En tant que lieux de la réalisation de la liberté d’expression, ces derniers offrent un cadre privilégié au déploiement de cette liberté, en particulier quand elle fait défaut. Parfois supports d’actes de désobéissance civile, les réseaux sociaux participent au questionnement de la « légitimité d’un débat sur le légitime et l’illégitime », pour reprendre la formulation du philosophe Claude Lefort (1924-2010).
Or, le rôle des réseaux sociaux en tant qu’ascenseurs contestataires ne fonctionne que dans le cadre de contestations communes et collectives. En changeant d’échelle et en devenant individuelle, la contestation des internautes telle qu’elle est portée par les réseaux sociaux tend à souligner leur part anarchisante dès lors qu’elle n’a pas vocation à faire valoir une forme de « contre-démocratie ». Dans sa dimension individuelle, la contestation se distingue d’un point de vue substantiel de celle formée dans une dimension collective. Dans ce cas, les réseaux sociaux deviennent un espace polémique, réceptacle des opinions politiques individuelles des internautes, le tout s’apparentant à une forme d’interpellation des gouvernants menée par des « leaders d’opinion », non représentatifs des gouvernés.

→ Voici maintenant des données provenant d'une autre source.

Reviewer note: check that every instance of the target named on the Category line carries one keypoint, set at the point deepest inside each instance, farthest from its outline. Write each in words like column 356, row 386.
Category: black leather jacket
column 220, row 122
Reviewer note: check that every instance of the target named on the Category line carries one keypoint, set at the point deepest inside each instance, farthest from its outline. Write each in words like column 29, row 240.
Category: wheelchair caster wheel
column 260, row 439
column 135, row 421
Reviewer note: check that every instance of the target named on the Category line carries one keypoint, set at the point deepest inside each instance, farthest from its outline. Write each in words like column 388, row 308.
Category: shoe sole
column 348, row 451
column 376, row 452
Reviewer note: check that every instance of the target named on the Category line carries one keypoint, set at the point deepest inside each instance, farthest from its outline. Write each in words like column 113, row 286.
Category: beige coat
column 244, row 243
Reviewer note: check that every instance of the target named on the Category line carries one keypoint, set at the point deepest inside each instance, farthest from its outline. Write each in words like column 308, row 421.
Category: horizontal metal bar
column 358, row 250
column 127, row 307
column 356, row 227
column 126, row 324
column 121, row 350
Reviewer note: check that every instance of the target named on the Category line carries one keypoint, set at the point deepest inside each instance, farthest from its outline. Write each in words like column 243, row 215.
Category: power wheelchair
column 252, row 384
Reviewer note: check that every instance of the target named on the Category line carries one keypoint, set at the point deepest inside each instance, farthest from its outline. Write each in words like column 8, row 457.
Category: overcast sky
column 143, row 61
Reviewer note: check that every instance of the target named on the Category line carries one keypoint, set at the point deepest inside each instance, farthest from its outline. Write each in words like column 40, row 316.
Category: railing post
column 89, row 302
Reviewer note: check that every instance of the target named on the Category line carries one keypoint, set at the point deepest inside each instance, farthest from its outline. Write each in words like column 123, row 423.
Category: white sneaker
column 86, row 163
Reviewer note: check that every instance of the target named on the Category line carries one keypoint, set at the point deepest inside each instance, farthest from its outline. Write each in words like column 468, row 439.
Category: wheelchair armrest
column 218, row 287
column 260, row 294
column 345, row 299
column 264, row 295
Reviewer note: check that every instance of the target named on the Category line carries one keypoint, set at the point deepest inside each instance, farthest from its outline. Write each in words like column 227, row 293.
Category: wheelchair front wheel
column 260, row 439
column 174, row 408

De ce point de vue, le mouvement des gilets jaunes oscille entre contestation commune et individuelle. Refusant toute forme de représentation, le mouvement demeure morcelé et donc retombe dans une logique contestataire individuelle. Cela est d’autant plus marqué que les récentes évolutions des algorithmes (notamment celui de Facebook) incitent à se questionner sur le contenu auquel ont accès les internautes. Qu’il s’agisse de l’algorithme de Facebook (EdgeRank), de celui de Google et de Google + (PageRank) ou encore de celui de Twitter, tous ont vocation à traiter préalablement le contenu qui sera soumis aux internautes afin de leur livrer des sujets susceptibles de les intéresser en priorité. Ce faisant, ce contenu sur mesure des réseaux sociaux ne participe pas au développement de la démocratie délibérative dès lors qu’il favorise un entre-soi de la pensée et qu’il produit des communautés ciblées d’humeurs.
Paradoxalement, les réseaux sociaux renforcent une forme de repli sur soi des internautes, tant dans leurs opinions politiques individuelles et militantes que dans leur manière d’appréhender un monde pourtant vaste. Et c’est précisément au sein de ce balancement entre contestation collective et contestation individuelle que résident le principal enjeu et la pérennité du mouvement des Gilets jaunes.